Some patients were in the process of treatment on January 1 when their new coverage began, and some had been specifically referred to Seattle Children’s after January 1 for specialized care.
For certain specialty services, such as transplant and pediatric rheumatology, for example, the hospital is the sole provider not just in the state but in the region, according to Dr. Melzer.
“We’re the only full-service children’s hospital in a four-state area,” he says. “There are very unique services at the hospital that are simply not available at any of the hospitals that the plans have said are in-network.”
Premera Blue Cross was particularly singled out by the hospital. It’s the largest individual insurer in the state-claiming 60% of the exchange enrollments so far-and covers 1.8 million people. But the plan says the hospital is only telling one side of the story.
“One of our priorities is making sure our members have access to unique services like the ones at Children’s,” says Eric Earling, director of corporate communications for Premera. “Unfortunately the information that Children’s recently released gives a really incorrect impression about how our members are able to access those services.”
While Children’s is not in the exchange-plan network for Premera, access is still available, Earling says.
For unique services at the hospital, Premera offers its exchange-plan members the in-network benefit levels, paying 80% of the costs. For all other services, members pay out-of-network rates, at 50% of the costs. Either way, patients still have access, and Children’s still receives reimbursement, Earling says.
But there’s also the issue of the appeals. According to Dr. Melzer, only 21 appeals for in-network coverage had been answered by Premera-a statement Earling disputes.
“As of January 29, we received approximately 190 requests for members on metallic plans looking to access unique services at Children’s-or what they believe to be unique services,” he says. “We approved 70% of those requests, so the members have access at the in-network rate.”

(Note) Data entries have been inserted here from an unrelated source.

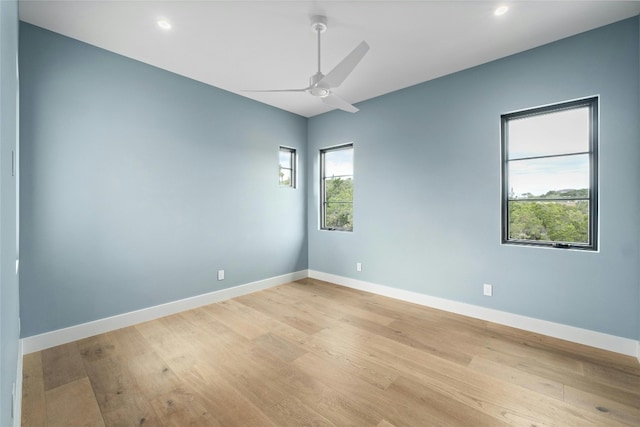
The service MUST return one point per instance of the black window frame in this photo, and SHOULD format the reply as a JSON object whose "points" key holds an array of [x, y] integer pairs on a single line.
{"points": [[294, 158], [323, 201], [593, 234]]}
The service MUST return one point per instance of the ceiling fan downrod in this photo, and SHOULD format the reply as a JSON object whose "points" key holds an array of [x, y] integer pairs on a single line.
{"points": [[319, 25]]}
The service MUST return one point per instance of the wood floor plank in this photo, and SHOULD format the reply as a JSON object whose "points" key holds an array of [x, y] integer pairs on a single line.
{"points": [[315, 353], [33, 400], [117, 393], [62, 365], [514, 376], [602, 405], [73, 405]]}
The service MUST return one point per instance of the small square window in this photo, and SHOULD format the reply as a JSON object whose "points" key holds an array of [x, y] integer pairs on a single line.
{"points": [[287, 167]]}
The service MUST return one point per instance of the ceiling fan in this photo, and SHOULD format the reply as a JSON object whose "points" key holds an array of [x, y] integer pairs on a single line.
{"points": [[321, 85]]}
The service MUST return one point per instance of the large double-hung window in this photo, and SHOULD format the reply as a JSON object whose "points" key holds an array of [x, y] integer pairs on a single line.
{"points": [[336, 188], [550, 176]]}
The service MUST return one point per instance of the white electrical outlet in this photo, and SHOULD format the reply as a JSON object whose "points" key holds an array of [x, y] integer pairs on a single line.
{"points": [[487, 290]]}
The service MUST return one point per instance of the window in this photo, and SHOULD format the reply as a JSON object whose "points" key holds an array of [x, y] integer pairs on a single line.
{"points": [[287, 167], [550, 176], [336, 188]]}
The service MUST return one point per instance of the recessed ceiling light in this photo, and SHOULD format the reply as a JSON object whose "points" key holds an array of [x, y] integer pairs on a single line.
{"points": [[501, 10], [164, 24]]}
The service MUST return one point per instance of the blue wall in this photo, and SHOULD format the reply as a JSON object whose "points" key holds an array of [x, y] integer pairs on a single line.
{"points": [[9, 305], [427, 187], [138, 185]]}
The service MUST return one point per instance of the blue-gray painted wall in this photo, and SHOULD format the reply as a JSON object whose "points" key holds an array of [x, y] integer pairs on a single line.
{"points": [[138, 185], [427, 187], [9, 304]]}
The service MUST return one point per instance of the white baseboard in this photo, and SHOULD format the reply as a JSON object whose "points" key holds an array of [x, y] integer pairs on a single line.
{"points": [[600, 340], [17, 392], [62, 336]]}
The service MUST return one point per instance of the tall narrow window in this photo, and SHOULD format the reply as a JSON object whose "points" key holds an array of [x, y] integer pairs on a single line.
{"points": [[550, 176], [336, 188], [287, 167]]}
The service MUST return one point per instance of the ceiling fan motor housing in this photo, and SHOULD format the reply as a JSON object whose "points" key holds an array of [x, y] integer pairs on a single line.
{"points": [[319, 23]]}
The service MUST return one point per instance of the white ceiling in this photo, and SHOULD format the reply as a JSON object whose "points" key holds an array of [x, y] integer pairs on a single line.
{"points": [[241, 45]]}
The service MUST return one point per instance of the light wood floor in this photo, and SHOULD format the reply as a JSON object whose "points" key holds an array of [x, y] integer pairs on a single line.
{"points": [[311, 353]]}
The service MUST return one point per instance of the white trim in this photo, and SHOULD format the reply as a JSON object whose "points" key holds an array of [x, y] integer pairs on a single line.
{"points": [[600, 340], [62, 336], [17, 402]]}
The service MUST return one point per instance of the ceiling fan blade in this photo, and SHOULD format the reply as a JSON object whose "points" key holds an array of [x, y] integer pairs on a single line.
{"points": [[278, 90], [341, 71], [337, 102]]}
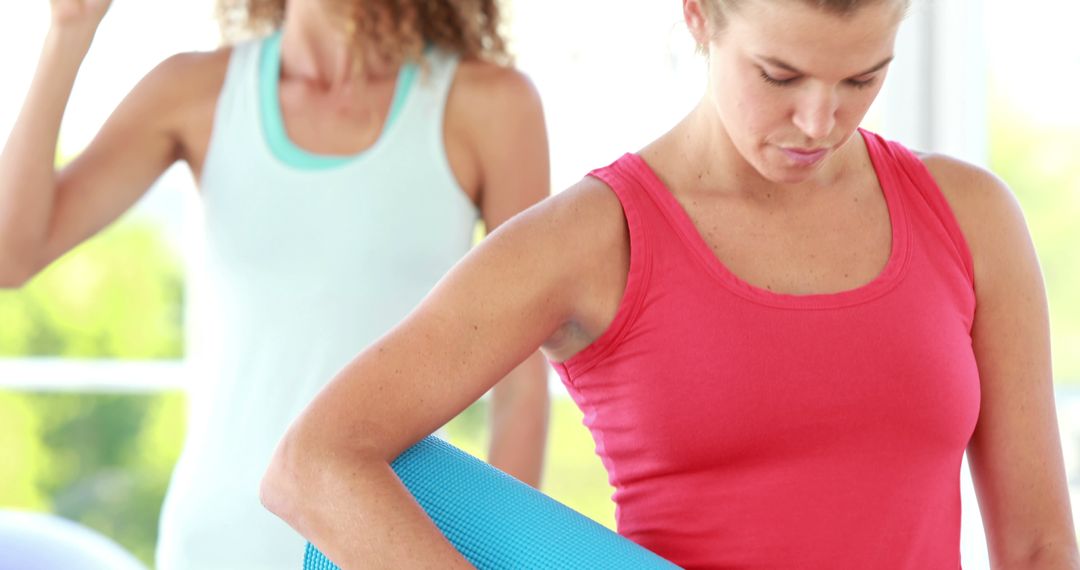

And he says, the requests are processed in five days with members receiving notification of denials and lists of alternate in-network providers that Premera has proactively confirmed can manage the patient.
“We looked at our options, understanding the upward pressure ACA puts on rates for coverage,” Earling says. “If you look at the affordability for Children’s non-unique services-services that can be provided at other facilities in the area-they are simply not affordable.”
Premera ran a data analysis of distinctive services offered by Children’s against its claims experience and found only 12% of the member visits to the hospital were for unique services, and the other 88% were not. And utilization wasn’t the only factor.
“Children’s costs 60% more than the statewide network for non-unique services,” Earling says. “If you drill down even further to inpatient costs for non-unique services, Children’s costs 100% more.”
He says Premera’s data analysis was normalized for the complexity and severity of the cases.
“Our data points acknowledge and call that out many times: They are seeing a different kind of patient,” he says.
But Dr. Melzer doesn’t see it that way. He says the pediatric patients at Seattle Children’s have underlying medical conditions that aren’t figured in.
“These comparisons from what we can tell are not apples-to-oranges but apples-to-orangutans,” Dr. Melzer says.
Earling says some providers have tried to portray the network selection as an access issue, but it isn’t because Premera members have access to unique services at an in-network level.
“The issue is the cost at Children’s for non-unique services and the impact that would have on the affordability of health plans.”